Monday, February 20, 2017

How to Teach Your Child to Love Skiing as Much as You Do

My Happy Place
One of my happiest places is on the ski slopes. I like the cold fresh air tickling my nose. My heart bursts with happiness when I see blue skies hugging mountainous backdrops, speckles of evergreen trees, and sparkling snow.

Gliding on the snow, bouncing gently through bumps, and whizzing by trees is some of the funnest fun I ever have.

So it is important to me that my children have the chance to enjoy my happy place. If they enjoy skiing then it will happen more often...which would serve us all.

A Child's Happy Place
My kids' happy places? Well I think they prefer to be wherever I am. If I am happy then wherever I am is their happiest place, too, which totally makes sense to me.

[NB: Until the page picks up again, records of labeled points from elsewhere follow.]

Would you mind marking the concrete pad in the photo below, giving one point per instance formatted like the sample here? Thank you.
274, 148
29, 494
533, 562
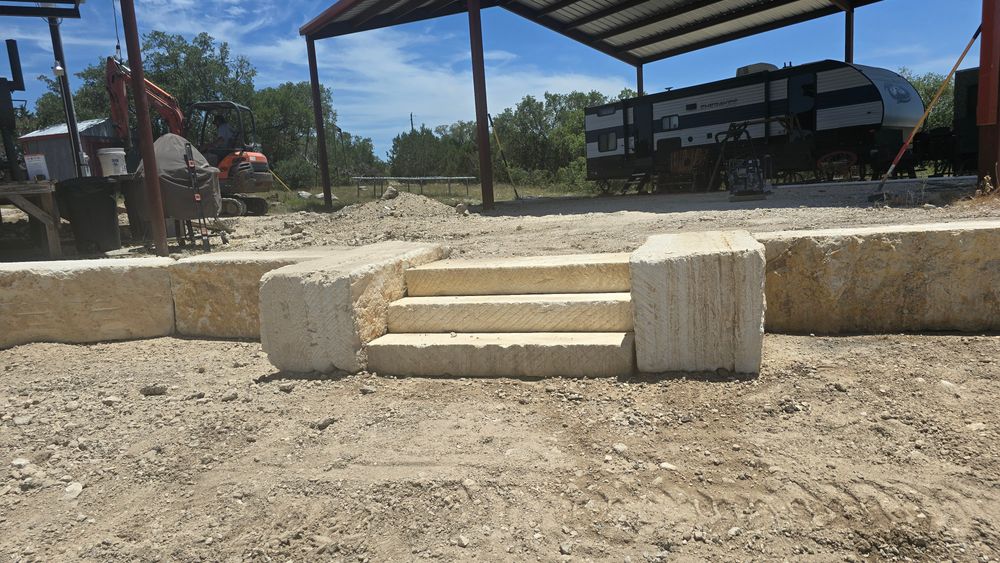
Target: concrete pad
566, 312
582, 273
698, 300
85, 300
941, 276
535, 354
217, 295
319, 315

It will become OUR happy place.

All Good All the Time
It probably goes without saying that I could not expet my toddler to join me on the expert runs. SO before my husband (who is also an avid skier) and I hauled a preschooler to the slopes, we made a commitment to make it all good all the time.

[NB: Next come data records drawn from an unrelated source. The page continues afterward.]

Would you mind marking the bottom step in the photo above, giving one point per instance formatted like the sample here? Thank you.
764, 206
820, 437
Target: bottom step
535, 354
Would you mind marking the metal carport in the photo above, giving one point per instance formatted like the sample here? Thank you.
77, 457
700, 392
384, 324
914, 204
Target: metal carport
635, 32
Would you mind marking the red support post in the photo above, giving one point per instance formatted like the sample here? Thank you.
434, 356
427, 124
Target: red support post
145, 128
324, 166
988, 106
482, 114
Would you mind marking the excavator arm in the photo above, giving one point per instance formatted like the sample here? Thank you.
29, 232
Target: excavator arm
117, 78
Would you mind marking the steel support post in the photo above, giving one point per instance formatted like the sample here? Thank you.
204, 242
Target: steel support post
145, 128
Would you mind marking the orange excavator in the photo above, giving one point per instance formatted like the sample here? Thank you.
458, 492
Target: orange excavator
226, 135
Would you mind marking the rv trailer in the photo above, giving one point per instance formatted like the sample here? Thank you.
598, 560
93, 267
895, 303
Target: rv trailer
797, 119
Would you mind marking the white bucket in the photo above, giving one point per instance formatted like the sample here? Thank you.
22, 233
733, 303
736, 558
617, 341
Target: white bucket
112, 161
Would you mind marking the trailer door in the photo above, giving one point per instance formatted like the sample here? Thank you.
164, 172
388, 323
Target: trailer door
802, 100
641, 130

We mustered EVERY OUNCE of patience we had and then... the car we happily sang along to their favorite songs.
...we carried ALL the gear.
...we smiled while we helped them get all their cold-weather clothes and toe-squeezing ski gear on.
...we giggled with them gliding down the bunny slope, cradling them between our knees.
...and when they said, "I'm ready for hot cocoa," after one run we responded cheerfully, "OK!" and schlepped everything to the lodge.

I remember sitting on the sun-drenched deck, sipping hot cocoa and gazing longingly at the wide expanse of mountain that towered over the bunny slope. I thought, "If I play my cards right then this will grow with our family."

They'll Beg for More
It worked.

Every single trip to ski got a little easier and a little longer. Instead of carrying all their gear for them, the children began helping. Instead of doing one run and leaving we began doing two and three and more. Instead of relegating myself and my husband to sit and sip with our kids, one of us does some laps on the big runs while one stays with the kids.

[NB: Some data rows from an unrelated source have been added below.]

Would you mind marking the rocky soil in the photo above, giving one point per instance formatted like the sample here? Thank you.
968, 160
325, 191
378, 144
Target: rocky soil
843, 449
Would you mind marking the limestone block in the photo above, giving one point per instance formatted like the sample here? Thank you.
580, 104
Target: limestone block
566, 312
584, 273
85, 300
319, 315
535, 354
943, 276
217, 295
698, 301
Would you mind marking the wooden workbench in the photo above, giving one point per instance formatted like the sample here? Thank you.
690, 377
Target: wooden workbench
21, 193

Now when we see snowy peaks from our front range home, the kids (now seven and five years old) say, "I can't wait to go skiing!"

Play the Long Game
So, how do you teach your child to love skiing? (Or whatever you want, really.) 

You play the long game.

You smile and laugh and leave the critical parent hat at home. 

You help them when they need help. (Don't bother teaching independence.) 

You bear in mind that the ONLY goal is for your child to enjoy himself or herself.

You honor their needs, their limits, and what interests them in your happy place. [When my son was very small he just wanted to stare at the giant machine operating the chair lifts.]

In doing so, you will succeed in the long run, and surprise!, you'll succeed in the short term, too.

Because when I treated skiing this way, I began to fall in love with the little parts of the day as much as the big parts. Clomping around in big heavy boots is goofy the same way bouncing down the bumps is thrilling. Stripping off helmets, mittens, neck warmers, and coats is as much a relief as sipping an apres ski beverage (even if it is hot cocoa at 10AM). And enjoying the sights and sounds and smells of mountain life are just as good under the shelter of evergreen trees that surround the bunny hill as they are at the exposed peak...maybe even better.

1 comment:

  1. Too true. I was challenged this year, though. After several years of increasingly daring skiing, including confident blue and green runs all last year, our 9 year old decided he wanted to sit in the lodge and read. All day. No skiing. All season. Huge bummer, as we can't leave him alone all day. Tag team and patience. He assures us that he is just taking a season off and will ski next year. It takes all my patience, but I'm trying to play the long game.